Nevertheless, Brezhnev's death didn't really affect the situation in Russia either economically or politically. Life in the USSR continued according to the long-established routine. Even the official announcement appeared only three days after his death in order to avoid overshadowing the celebration of the 65th Anniversary of the Great October Socialist Revolution. This delay was simply taken for granted.

However, the country was getting ready for change. Brezhnev's 18-year rule had not yet been called the "stagnation", although the need for changes was felt almost by everyone in Russia. Could his colleagues in the Politburo, who took over the rule for the next three years, chose a new direction for the country? Andropov made some attempts, but he didn't live long enough to make any significant changes. Besides, he acted in exactly the same way all his predecessors did - he simply strengthened and mended as much as he could the Soviet bureaucratic system of state control.

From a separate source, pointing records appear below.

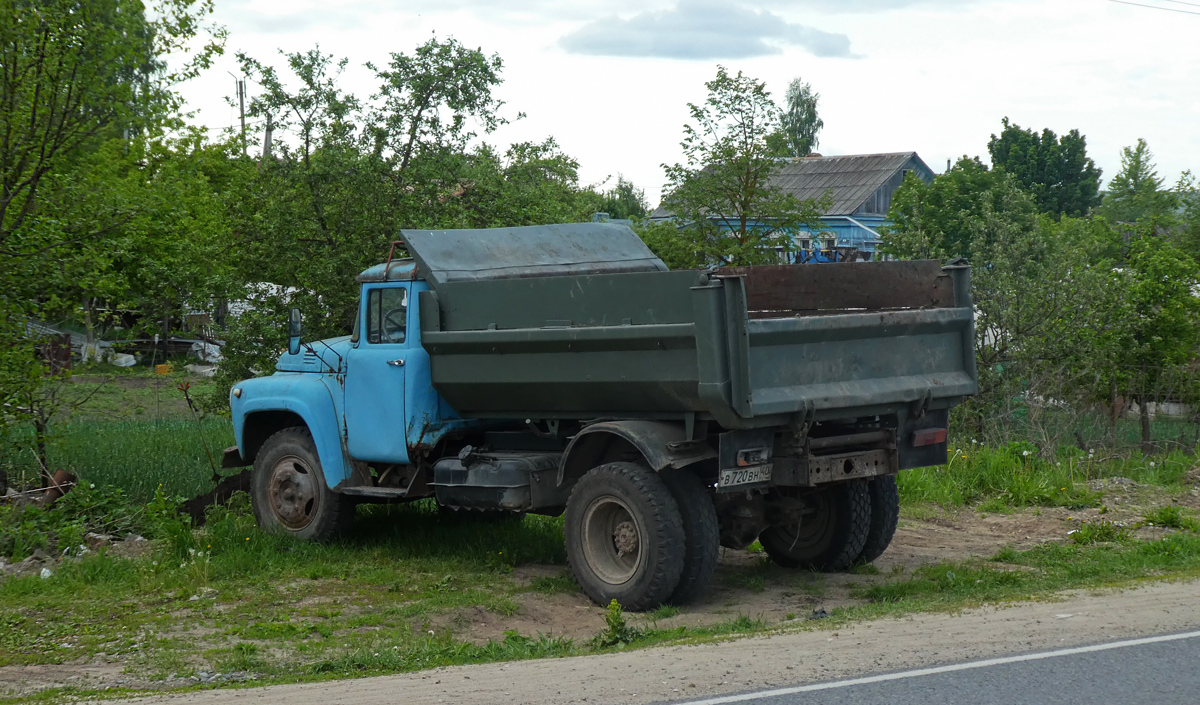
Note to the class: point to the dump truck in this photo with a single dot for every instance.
(564, 371)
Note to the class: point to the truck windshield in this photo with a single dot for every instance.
(387, 315)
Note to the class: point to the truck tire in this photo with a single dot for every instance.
(885, 516)
(288, 490)
(624, 536)
(702, 534)
(831, 538)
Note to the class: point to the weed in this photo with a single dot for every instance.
(618, 632)
(1102, 531)
(1012, 476)
(1173, 517)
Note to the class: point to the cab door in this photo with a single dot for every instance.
(375, 377)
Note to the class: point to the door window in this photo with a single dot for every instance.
(387, 315)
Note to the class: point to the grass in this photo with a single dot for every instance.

But society expected quite different things from the authorities. That's why, when in March 1985 Gorbachev appeared on the political horizon, young, enthusiastic, energetic, full of new ideas, the new General Secretary was welcomed as a national hero.

It seemed that then it was "the moment of truth" for the era of Brezhnev's rule. Old jokes "about Brezhnev", that were not too mean, but stressed the senile, sickly, "stagnant" style of the leadership in the 1970s-early 1980s, experienced a stormy renaissance. Against that background, Gorbachev and his democratic team looked as up-to-date, successful leaders who knew quite well how to give the "stagnant" USSR new impetuses of development.

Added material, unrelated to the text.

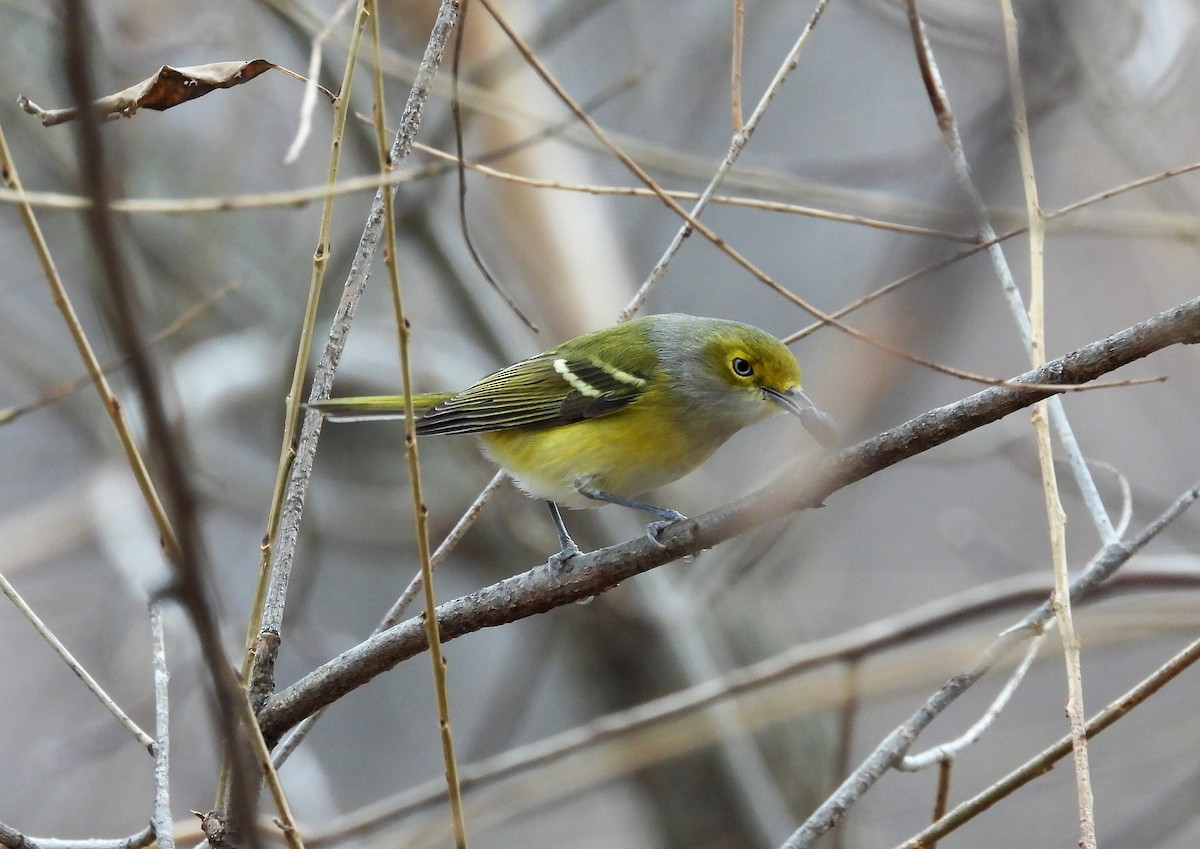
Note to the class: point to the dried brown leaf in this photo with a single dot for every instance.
(168, 88)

The word "zastoi" (stagnation) turned into a synonym for "reaction", i.e. all that, which the reforming USSR had to turn down at any cost. Newly appearing political parties and movements eulogized "the re-read Lenin", the Communist opposition figures of the thirties, Western social democrats and European Communists. Even the orthodox Stalinists made an attempt to raise their heads after the 30-year-long silence. There was just no place for Brezhnev in that old new pantheon of political idols.

Meanwhile, paradoxical as it is, the mass social basis for the perestroika (reformation) was laid in the years of stagnation. And not in defiance of the policy being pursued, but thanks to it. It was under Brezhnev that the KPSS (Communist Party of the Soviet Union) finally turned down the idea to construct Communism by mobilization means and took up a course to modernize "the developed socialism." In the social aspect, it called for raising the population's living standards. Wages went up, people moved to new state-owned apartments, bought "Zhiguli" and "Volga" cars, acquired garden plots, built dachas (country-houses) and purchased expensive carpets and crystal. Certain lucky ones even went abroad and brought back the coveted western mass consumption goods.

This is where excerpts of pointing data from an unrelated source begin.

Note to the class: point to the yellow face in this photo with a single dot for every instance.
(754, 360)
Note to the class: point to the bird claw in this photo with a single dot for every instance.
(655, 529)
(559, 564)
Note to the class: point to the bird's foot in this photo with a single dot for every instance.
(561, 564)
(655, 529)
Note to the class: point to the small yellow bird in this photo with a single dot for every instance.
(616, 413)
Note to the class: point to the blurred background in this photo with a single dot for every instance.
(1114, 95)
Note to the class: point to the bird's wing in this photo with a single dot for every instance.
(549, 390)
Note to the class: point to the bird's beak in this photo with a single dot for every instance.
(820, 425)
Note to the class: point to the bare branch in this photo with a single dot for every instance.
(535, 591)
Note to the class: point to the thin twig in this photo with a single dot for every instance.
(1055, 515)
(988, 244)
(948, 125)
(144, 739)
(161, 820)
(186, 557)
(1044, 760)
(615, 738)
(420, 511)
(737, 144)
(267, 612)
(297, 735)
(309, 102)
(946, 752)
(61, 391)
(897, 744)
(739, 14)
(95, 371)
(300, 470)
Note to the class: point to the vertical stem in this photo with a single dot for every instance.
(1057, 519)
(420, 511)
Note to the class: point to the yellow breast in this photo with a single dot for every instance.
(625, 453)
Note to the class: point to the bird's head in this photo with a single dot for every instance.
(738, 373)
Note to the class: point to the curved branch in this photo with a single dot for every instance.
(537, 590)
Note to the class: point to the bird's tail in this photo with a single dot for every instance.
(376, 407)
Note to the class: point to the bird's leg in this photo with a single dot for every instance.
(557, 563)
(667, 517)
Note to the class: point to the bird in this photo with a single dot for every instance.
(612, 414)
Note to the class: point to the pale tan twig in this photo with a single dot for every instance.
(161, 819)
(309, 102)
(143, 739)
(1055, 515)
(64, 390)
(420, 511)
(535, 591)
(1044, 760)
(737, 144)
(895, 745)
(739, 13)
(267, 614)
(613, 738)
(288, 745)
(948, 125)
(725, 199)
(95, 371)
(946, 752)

It was under Brezhnev that the consumer society of a Soviet type formed. And when it sensed that the Soviet limits of consumption, established "from above", no longer suit it, society started searching for opportunities to express protest.

There were few who realized that the "stagnation" stability, no more welcomed by the population, was conditioned in many respects by external factors: detente in politics and high oil prices in economics. Plus the notorious, much criticized "socialistic egalitarianism". Doing nothing and getting decent wages for that was possible only in the Soviet Union. But many wanted to do nothing and get even more money for that! If not, then why on earth do we need such a "stagnation"?

This amazing way of thinking is almost gone now. In the Russia of today there's no person who does not know that every country has a limited number of quiet and stable years. Take the twentieth century in Russia: the Russo-Japanese war - the First revolution - WWI - the Second and Third revolutions - the Civil war - industrialization, collectivization - Stalinist repressions - WWII - the postwar restoration. And close to the perestroika, production decline and the Chechen war - twenty years of stagnation.

You can't step into the same river twice. The price for the stability and growing living standards in our times is lots higher than 30-40 years ago. For a new "stagnation", or, if you like, stability, everyone has to work hard. And then we must not stop at what we've achieved, because losing the foundations of stability has proved very easy.

As for the grudges against the political leaders of the stagnation era - well, time makes leaders at last. Quite possible that the final "moment of truth" for assessing their activities in history has not come yet.